During a recent trip that I took with 28 veterans of the Italian campaign—heros of Canada—I heard horrific stories of battles fought, friends lost, and pain endured. I was humbled to be included with these individuals. The stories I heard were stories that had never been talked about. They were stories of tragic events, happy occasions, and remembrance of good old friends. It certainly gave me a better understanding and an appreciation of the need to ensure that veterans are properly looked after due to their personal contributions, their personal sacrifices, and their abilities to move forward.
I was informed by some of these outstanding veterans of suicides of friends, of alcohol abuse, and of family problems suffered by returning veterans.
I also heard of how some were able to tackle the demons and to become successful in whatever they decided to do. There are two comments that stand out in my mind that were shared by these veterans with me.
The first one is that we had a number of aboriginals who were in our units. They were all good soldiers and we lost more than a few of them. It is too bad they were not looked after when they returned home.
Two, if it was not for the Afghanistan veterans, we veterans would not have gotten the benefits that were denied to us long ago. We can certainly see the similarities between what earlier veterans had gone through in the past and what our current veterans are going through today. Today's veterans have also suffered deeply, both physically and mentally, from recent conflicts.
Today's veterans are forced to rely on the dedicated and steadfast efforts of caregivers who in some cases are spouses, who gave up careers, took a reduction in income, and faced financial hardships, and which for some, led to a strain on relationships and a breakdown in relationships. These caregivers ensure the best of care is given. They are the ones who assist the injured while leading to the ultimate survival of the heros. No one could ever take for granted these what I term front-line defenders of our injured.

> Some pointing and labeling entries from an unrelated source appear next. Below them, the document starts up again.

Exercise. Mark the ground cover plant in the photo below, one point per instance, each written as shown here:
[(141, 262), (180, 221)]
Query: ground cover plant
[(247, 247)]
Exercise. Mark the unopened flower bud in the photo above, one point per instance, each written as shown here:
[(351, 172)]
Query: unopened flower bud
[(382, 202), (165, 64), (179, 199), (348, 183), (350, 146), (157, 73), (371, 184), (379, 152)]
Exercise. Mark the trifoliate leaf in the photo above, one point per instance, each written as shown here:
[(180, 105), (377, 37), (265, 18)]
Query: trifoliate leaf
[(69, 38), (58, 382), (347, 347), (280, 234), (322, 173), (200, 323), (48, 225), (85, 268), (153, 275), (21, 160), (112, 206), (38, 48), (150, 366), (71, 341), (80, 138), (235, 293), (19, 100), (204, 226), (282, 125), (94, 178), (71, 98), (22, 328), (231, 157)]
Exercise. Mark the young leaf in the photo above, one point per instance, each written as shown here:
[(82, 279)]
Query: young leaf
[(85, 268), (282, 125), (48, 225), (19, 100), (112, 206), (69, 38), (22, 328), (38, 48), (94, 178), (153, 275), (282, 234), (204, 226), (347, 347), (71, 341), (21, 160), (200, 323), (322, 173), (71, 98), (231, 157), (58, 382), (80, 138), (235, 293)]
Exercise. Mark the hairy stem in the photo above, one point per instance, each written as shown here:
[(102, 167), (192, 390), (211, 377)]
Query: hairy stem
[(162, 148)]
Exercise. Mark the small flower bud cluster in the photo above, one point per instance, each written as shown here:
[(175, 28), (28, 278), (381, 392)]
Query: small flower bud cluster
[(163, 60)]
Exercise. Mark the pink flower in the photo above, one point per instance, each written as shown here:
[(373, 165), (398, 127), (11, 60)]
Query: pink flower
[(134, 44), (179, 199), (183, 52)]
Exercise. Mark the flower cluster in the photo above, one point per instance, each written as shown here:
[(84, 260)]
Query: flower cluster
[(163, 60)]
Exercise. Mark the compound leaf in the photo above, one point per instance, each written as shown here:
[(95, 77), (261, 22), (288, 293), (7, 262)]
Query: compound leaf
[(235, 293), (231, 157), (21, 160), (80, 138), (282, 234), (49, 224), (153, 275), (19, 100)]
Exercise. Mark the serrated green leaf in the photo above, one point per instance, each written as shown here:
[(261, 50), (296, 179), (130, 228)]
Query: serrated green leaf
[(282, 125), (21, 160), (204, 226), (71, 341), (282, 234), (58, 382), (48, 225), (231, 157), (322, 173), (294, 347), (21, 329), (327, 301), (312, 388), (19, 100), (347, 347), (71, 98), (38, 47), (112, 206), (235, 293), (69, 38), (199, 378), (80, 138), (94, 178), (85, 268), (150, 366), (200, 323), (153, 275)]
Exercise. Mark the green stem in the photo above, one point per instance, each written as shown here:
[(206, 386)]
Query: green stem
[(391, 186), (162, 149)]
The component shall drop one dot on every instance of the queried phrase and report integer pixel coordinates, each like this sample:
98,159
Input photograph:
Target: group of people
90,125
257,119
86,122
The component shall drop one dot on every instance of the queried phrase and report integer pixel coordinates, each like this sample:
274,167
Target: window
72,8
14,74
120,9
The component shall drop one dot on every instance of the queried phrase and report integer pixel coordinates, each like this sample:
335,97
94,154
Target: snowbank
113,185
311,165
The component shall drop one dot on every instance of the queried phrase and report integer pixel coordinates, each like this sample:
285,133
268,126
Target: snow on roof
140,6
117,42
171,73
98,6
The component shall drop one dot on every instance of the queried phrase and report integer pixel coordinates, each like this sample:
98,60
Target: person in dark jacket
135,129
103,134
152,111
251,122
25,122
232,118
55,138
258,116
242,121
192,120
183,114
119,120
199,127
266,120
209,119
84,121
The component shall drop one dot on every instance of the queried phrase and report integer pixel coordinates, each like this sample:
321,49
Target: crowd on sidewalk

Compensation to caregivers who sacrifice everything in order to provide much in the therapeutic recovery of our veterans should not be undermined, and they must be recognized for their selfless contributions. If there is a need to continue support beyond age 65, then this should never be questioned, as we are talking about individuals who have given a great deal of themselves for the freedoms enjoyed by other Canadians.
We must also remember that as a country, Canada has sent these soldiers, sailors, air men and women to places of turmoil, conflict, and outright horror. That being the case, we should never accept the shirking of the responsibility we have for looking after injured Canadian Forces members and veterans.
In closing, I echo the comments made by both the Veterans Ombudsman and the Royal Canadian Legion. The new Veterans Charter and the enhanced Veterans Charter are considered living documents. This means that as a living document it requires review and adjustment in order for it to meet the needs of its recipients. As I have stated before, the new Veterans Charter was introduced in the House and all parties accepted it, as did the Canadian Armed Forces and a vast majority of the veterans groups. The new Veterans Charter has a number of issues and problems, but it is the job of our politicians to look to and listen to organizations that are providing good advice and offering solutions to the problems associated with veterans.
ADA stands behind the Royal Canadian Legion and the ombudsman for their tireless efforts to move forward on behalf of all veterans. ADA has always taken the stance that we will support only those organizations or groups that are for positive movement forward on veterans issues.
A final thought from one of my partner organizations is that veterans should probably be the labour force at Veterans Affairs Canada and also appointees to the Veterans Review and Appeal Board.
On behalf of myself, my partner organizations, and all Canadian veterans, I offer sincere thanks for allowing me to attend this committee.